2002 Denver Annual Meeting (October 27-30, 2002)

Paper No. 3
Presentation Time: 2:00 PM

THE EVOLUTION OF WITHIN-COMMUNITY PHANEROZOIC LAND PLANT DIVERSITY


SIMS, Hallie J.1, STEIN, William E.2, WING, Scott L.1, GENSEL, Patricia G.3, TIFFNEY, Bruce H.4, GASTALDO, Robert A.5, REES, P. McAllister6, RAYMOND, Anne7, WILF, Peter8 and JOHNSON, Kirk R.9, (1)Dept. Paleobiology (NMNH), Smithsonian Institution, Washington, DC 20560, (2)Dept. Biological Sciences, SUNY, Binghamton, NY 13902, (3)Dept. Biology, Univ of North Carolina, Chapel Hill, NC 28223, (4)Dept. Geological Sciences, Univ of California, Santa Barbara, CA 93106, (5)Dept. Geology, Colby College, Waterville, ME 04901, (6)Dept. Geophysical Sciences, Univ of Chicago, Chicago, IL 60637, (7)Dept. Geology & Geophysics, Texas A&M Univ, College Station, TX, (8)Dept. Geosciences, Pennsylvania State Univ, PA, (9)Department of Earth Sciences, Denver Museum of Nature & Sci, 2001 Colorado Boulevard, Denver, CO 80205, sims.hallie@nmnh.si.edu

Variation in the number of taxa within a community (alpha diversity) often is linked to environmental factors (e.g., climate, disturbance frequency) or biological innovations (e.g., arborescence, seeds, insect pollinators) that allow some organisms to subdivide niche space more finely and thus increase the carrying capacity of a habitat. Land plants in particular show marked variation in alpha diversity in modern communities, with higher values associated with tropical communities and lower latitudes. Previous work has suggested that alpha diversity in plant communities increased steadily through the mid-Paleozoic to a late Paleozoic – Mesozoic plateau, followed by a dramatic increase in mean alpha beginning in the late Cretaceous and continuing into the Cenozoic. This pattern parallels estimates of global diversity through the Phanerozoic, leading to suggestions that increases in global diversity were driven by increases in alpha. However, subsequent compilations have indicated that the observed alpha diversity pattern may be an artifact of temporal changes in preserved environments and spatial and stratigraphic sampling constraints. Here we analyze species lists drawn from over 1400 paleobotanical collections compiled in the Paleobiology Database (www.paleodb.org) from primary literature and personal field work.
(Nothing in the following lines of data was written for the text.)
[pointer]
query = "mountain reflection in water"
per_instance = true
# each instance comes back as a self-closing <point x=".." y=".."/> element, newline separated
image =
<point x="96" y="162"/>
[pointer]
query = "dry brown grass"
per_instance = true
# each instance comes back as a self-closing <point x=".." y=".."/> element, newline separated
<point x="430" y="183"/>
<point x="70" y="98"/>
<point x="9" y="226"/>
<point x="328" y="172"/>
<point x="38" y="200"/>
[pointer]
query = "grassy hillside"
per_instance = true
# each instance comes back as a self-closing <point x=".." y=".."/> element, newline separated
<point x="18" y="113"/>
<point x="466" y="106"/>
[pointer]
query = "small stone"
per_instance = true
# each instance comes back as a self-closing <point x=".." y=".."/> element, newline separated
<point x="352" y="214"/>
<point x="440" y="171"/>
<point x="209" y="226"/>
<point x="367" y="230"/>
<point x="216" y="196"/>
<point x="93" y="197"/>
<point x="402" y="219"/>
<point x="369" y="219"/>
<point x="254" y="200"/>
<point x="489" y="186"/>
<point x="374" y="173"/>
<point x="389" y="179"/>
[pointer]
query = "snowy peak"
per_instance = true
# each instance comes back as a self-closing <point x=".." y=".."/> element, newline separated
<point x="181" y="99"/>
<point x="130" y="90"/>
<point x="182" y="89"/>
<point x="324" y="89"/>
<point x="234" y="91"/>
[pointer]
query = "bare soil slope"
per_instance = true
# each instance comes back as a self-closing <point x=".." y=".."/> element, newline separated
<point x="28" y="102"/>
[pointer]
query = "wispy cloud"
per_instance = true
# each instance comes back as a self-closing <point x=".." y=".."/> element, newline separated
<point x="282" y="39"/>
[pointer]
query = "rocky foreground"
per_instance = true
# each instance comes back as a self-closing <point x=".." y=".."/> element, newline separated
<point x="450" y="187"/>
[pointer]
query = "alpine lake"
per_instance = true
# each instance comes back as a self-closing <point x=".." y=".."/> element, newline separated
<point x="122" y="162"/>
Analyses were restricted to North American and European macrofloras preserved in fluvial, deltaic, and lacustrine depositional environments where specimens were collected from geographically well-constrained (e.g., < 10 x 10 m) and stratigraphically well-constrained (e.g., a horizon or bed) sites. Preliminary results indicate that mean alpha increased in the Devonian –Carboniferous but did not change significantly through the remainder of the Phanerozoic. If alpha did not change in coordination with global diversity, these results suggest that increases in global may have been driven by increases in among-community diversity. Alternately, the diverging patterns could reflect the temporal variation in depositional environments sampled; we test this using factor analysis to assess the relative association of alpha diversity with paleoenvironment (based on lithological data), paleolatitude, climate, sampling intensity, and geological age.